Melanoma is a malignancy that arises from aberrant growth of melanocytes, the pigment-containing cells that exist in the basal cell layer of the epidermis and also within moles (Nevi). Melanoma is most frequently seen in fair-skinned individuals with histories of intense, intermittent ultraviolet exposure. It is the most common cancer in female patients 25 to 29 years old. Approximately 75% of melanomas arise de novo and the remainder arise from existing nevi. The four main types of melanoma are:
- superficial spreading melanoma (70%)
- nodular melanoma (15% to 30%)
- lentigo maligna melanoma (up to 15%)
- acral lentiginous (5% to 10%).
- Less common variations of melanoma are desmoplastic melanoma and amelanotic melanoma.
What is the clinical appearance of melanoma?

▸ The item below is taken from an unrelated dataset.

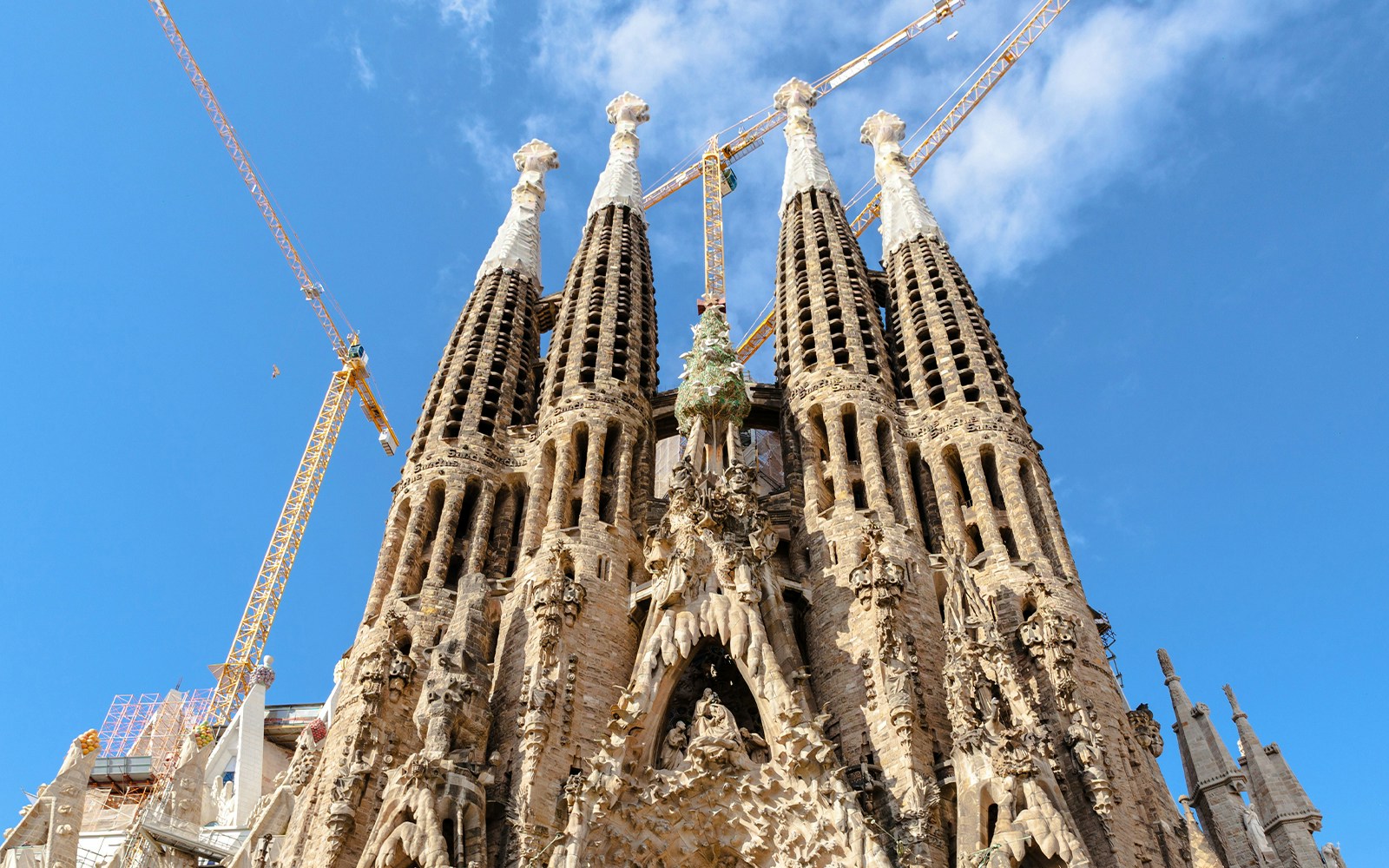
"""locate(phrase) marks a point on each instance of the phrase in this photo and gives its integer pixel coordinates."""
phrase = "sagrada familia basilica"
(601, 634)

Melanomas are usually heavily pigmented, with color variations of brown, black, and blue, but may also include red or pink areas as well as lighter areas that represent tumor regression. Melanomas are often asymmetric with irregular borders and variegated color. Common symptoms are pain, itching or bleeding. Amelanotic (nonpigmented) melanomas are much more difficult to diagnose clinically and often present as a pink, rapidly enlarging nodule that may ulcerate and bleed.
What are the ABCDEs of melanoma?
Asymmetry: Melanomas are not uniform in size, shape or color.
Border: Melanomas often have borders that are not smooth or clearly demarcated.
Color: Melanomas may contain varying shades of pigment and also colors such as red, white, and blue.
Diameter: Most melanomas are >6 mm (the diameter of a pencil eraser); however suspicious lesions <6 mm should still be biopsied.
Evolution: Patients with melanoma often note changes in shape, size, color or symptomatology. Any new pigmented lesion in a patient >35 years old should be evaluated.